ESPN Debuts 30 for 30 With Mixed Results
ESPN, Hockey, Movies, NHL, Oh Canada! October 7th. 2009, 3:45pm
ESPN debuted its 30 for 30 documentaries project with Peter Berg’s Kings Ransom, the story of the Wayne Gretzky trade. I’m a history nut. I love documentaries. This project excited me. I wasn’t overwhelmed by this first effort, nor was I underwhelmed. I was…whelmed. I found it a bit nebulous.
Berg uses persistent urban imagery – highways, skylines, stadiums – but very little that read as distinctly Los Angeles or Edmonton. For me, it muddled the two cities rather than dichotomizing them.
The introduction was crucial for this story. I found it flimsy. I got that Wayne was a great hockey player and Canadians felt attached to him. I didn’t get why. Maybe that was obvious for everyone over 30, but I only remember him as a King. His Edmonton days are like some out of control party I wasn’t invited to. I would have liked that fleshed out more.

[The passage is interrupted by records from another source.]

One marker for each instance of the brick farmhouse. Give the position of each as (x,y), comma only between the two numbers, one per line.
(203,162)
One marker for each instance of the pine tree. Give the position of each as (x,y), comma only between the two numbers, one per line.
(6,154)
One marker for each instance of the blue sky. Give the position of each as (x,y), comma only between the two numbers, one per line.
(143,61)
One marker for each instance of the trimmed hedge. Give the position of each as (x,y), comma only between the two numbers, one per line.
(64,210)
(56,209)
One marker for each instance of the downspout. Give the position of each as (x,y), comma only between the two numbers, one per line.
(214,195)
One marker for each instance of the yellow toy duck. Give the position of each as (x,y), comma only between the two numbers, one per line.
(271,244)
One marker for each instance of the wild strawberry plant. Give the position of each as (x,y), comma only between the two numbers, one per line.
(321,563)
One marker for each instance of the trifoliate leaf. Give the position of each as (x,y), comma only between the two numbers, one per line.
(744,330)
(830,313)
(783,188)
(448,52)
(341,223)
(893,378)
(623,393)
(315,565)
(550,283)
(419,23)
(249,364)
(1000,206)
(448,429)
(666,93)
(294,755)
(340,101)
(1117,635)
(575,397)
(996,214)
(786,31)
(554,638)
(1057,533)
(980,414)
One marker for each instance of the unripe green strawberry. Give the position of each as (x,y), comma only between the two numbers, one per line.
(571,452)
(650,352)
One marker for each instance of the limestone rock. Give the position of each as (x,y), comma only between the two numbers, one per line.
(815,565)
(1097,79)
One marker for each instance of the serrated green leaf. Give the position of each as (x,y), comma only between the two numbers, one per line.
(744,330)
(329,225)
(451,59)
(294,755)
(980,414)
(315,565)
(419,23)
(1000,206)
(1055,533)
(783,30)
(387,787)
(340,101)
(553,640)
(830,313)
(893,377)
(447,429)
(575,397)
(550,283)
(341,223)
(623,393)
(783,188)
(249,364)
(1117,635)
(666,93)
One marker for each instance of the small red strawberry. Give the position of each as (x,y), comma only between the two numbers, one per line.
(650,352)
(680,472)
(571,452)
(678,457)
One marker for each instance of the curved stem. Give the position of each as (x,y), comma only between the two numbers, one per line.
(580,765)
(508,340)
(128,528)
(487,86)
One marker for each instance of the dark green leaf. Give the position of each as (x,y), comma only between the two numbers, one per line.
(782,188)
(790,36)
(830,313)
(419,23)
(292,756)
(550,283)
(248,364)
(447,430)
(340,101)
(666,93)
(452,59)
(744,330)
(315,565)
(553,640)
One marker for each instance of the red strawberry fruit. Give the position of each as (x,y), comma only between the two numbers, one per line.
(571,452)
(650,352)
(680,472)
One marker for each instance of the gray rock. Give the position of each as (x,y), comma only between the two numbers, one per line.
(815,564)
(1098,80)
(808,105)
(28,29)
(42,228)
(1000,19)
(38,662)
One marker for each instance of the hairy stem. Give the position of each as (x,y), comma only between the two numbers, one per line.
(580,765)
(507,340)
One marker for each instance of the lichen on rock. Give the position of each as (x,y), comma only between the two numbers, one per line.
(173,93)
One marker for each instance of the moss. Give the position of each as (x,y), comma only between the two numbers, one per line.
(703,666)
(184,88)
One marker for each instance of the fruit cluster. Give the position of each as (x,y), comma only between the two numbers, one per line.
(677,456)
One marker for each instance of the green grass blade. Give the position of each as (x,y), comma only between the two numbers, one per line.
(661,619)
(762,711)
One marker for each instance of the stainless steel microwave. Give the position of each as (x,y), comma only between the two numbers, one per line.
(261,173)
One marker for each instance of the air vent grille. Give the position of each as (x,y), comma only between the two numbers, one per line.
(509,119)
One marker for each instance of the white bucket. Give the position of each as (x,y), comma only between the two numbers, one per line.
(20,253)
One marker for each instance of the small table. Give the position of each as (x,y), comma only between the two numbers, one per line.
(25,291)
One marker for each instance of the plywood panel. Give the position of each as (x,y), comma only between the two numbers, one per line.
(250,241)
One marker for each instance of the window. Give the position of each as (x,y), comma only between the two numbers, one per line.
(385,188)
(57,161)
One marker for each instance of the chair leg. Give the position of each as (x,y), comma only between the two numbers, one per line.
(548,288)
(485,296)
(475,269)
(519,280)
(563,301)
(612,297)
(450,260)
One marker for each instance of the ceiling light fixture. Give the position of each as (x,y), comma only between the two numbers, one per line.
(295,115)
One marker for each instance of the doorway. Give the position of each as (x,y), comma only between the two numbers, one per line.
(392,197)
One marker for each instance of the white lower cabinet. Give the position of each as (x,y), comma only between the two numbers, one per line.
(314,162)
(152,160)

Berg weaves the personal narratives of those involved to the tell the story of the trade with archival noise, but without context. Gretzky, Bruce McNall and Peter Poklington tell their sides, but there’s little synthesis or direct chronological framework.
The most intriguing part of the film was Gretzky, even though the staged shots of him in the iceless hockey arena were more stilted than enlightening. There are these staccato glimpses into his humanity; the tears at his press conference, the artificiality and cameras at the wedding he planned, this bizarre, nervous facial expression he has every time he gets on the ice. After equivocation, he says, “I was mad they were trying to trade me, so I left.” He was fascinating.
The most problematic part of the film was the ending. The fallout makes the trade important. It’s covered in a few lines of perfunctory text, which change the face of the film entirely.
You find out Edmonton won another Stanley Cup in 1990 without Gretzky, so the outraged fans burning Peter Poklington effigies were mollified shortly after. You also find out that Kings’ owner Bruce McNall was convicted of massive fraud six years later and spent time in prison, so you don’t know how much of his story to believe.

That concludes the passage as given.